Written coursework in the form of blog posts were chosen to assess self-evaluation as it is thought that students would be better able to judge the quality of their work in a less time constrained environment. Also, to the best of the authors’ knowledge, only one previous study involving economics students has used written coursework to assess accuracy of self-evaluation (Ward, et al., 2002) and no previous studies in economics have examined these changes within course. The self-evaluation data will be collected by asking the students the following question

after they have submitted the required assignment, in which the student provides an overall percentage grade:

“What do you consider would be an appropriate grade for the blog post you have submitted?” Ward, et al. (2002) develop a number of key issues to be addressed when collecting the data for the purpose of estimating self-evaluation accuracy and which will be addressed in this study. First, sample selection issues arise when submission of the self-evaluation scores is voluntary. Here, it can be thought that the most motivated students will participate in the self- evaluation questions, and that high motivation might be correlated with other factors also affecting self-evaluation accuracy. In this study, the self-evaluation exercise is mandatory and if the student fails to submit the self-evaluation exercise, their work will remain ungraded and they will receive a zero for the assignment.

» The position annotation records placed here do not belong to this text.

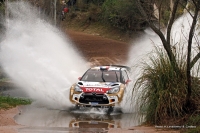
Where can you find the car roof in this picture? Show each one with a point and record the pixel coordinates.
(110, 67)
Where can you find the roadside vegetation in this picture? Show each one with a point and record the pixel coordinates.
(7, 102)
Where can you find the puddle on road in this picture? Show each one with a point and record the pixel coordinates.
(43, 119)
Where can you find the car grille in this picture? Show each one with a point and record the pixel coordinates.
(93, 97)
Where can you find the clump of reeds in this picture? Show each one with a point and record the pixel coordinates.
(163, 89)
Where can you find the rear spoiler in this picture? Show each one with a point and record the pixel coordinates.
(128, 68)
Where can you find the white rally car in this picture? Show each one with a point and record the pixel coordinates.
(101, 86)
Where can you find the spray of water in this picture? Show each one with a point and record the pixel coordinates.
(38, 57)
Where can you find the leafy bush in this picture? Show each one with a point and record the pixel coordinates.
(164, 90)
(8, 102)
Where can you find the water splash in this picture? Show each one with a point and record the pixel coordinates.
(38, 57)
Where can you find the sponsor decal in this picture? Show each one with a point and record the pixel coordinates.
(94, 89)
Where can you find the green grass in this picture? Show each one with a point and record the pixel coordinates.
(163, 90)
(7, 102)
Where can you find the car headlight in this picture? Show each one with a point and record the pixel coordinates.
(113, 90)
(77, 89)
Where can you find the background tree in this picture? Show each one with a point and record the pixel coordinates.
(166, 38)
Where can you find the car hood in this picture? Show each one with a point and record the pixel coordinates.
(98, 87)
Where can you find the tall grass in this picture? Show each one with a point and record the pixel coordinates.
(7, 102)
(163, 89)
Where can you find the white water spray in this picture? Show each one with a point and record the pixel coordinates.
(39, 58)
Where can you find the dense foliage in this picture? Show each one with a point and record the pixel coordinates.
(164, 90)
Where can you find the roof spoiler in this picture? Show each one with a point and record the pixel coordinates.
(128, 68)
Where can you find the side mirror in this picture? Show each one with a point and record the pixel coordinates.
(128, 81)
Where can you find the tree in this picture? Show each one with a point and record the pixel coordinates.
(166, 39)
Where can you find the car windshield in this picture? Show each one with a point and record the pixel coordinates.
(94, 75)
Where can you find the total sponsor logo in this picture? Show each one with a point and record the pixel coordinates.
(91, 89)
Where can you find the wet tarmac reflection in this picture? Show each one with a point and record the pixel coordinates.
(41, 119)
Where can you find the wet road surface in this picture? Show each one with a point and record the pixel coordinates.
(85, 120)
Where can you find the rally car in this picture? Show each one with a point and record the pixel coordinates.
(101, 86)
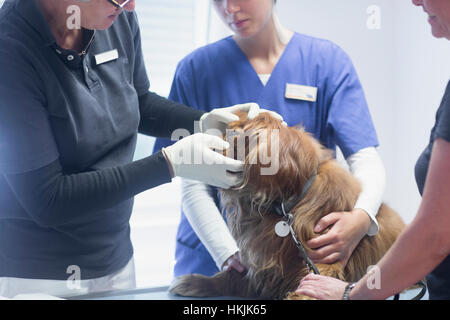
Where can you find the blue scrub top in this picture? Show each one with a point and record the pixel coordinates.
(220, 75)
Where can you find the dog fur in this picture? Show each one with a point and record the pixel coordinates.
(275, 267)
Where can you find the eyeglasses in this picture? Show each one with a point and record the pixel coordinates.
(116, 4)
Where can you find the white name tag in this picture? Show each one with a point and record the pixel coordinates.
(298, 92)
(106, 56)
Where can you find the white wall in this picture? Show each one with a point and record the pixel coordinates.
(403, 70)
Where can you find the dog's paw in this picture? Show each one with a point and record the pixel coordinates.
(295, 296)
(193, 285)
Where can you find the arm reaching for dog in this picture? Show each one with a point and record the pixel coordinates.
(207, 222)
(424, 244)
(348, 228)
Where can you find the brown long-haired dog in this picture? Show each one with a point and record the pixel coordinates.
(275, 267)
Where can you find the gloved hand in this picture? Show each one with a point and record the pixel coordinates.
(220, 118)
(193, 158)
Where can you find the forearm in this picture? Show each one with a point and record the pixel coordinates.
(52, 198)
(207, 222)
(160, 117)
(367, 167)
(425, 242)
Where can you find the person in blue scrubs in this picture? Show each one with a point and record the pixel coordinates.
(310, 82)
(72, 101)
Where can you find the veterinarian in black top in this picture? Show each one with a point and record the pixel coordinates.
(424, 246)
(68, 126)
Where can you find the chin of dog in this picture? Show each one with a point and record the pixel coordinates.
(274, 264)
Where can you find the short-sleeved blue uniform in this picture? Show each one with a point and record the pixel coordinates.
(220, 75)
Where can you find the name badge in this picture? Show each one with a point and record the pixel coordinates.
(298, 92)
(106, 56)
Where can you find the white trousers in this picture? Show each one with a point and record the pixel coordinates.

Another issue is the extent to which the self-evaluation scores accurately reflect the students’ true beliefs about the quality of their work. Research from the pedagogy literature suggests that students find understanding and applying assessment criteria cognitively demanding, so if the students perceive limited marginal gain from the self-assessment, the cognitive burden may be too high to complete the question. (Nicol and MacFarlane-Dick, 2006) To incentivize accurate completion of the self-evaluation questions, this study will follow Guest and Riegler (2017) and provide a ‘grade incentive’, in which the student will be awarded additional points on the assignment if the self-evaluation estimate was within a certain threshold of the grade assigned. A final issue with the accuracy of self-evaluation scores are concerns on behalf of the student of how it might influence the person grading their work. Lew and Schmidt (2007) find that students who believe they have submitted a low-quality piece of coursework may not wish to communicate these beliefs to the grader and in response may overrate their work in the hope of

positively influencing the grader. Conversely, for those students who believe they have produced a high-quality piece of work, concerns of ‘showing-off’ might push them to deliberately under report their self-evaluation score. This problem is most likely to occur in situations when the self- evaluation score is submitted with the assessment. To overcome this problem, the students will submit completed self-evaluation questions separately from the assignment and will be reminded that the grader will not see their self-reported scores.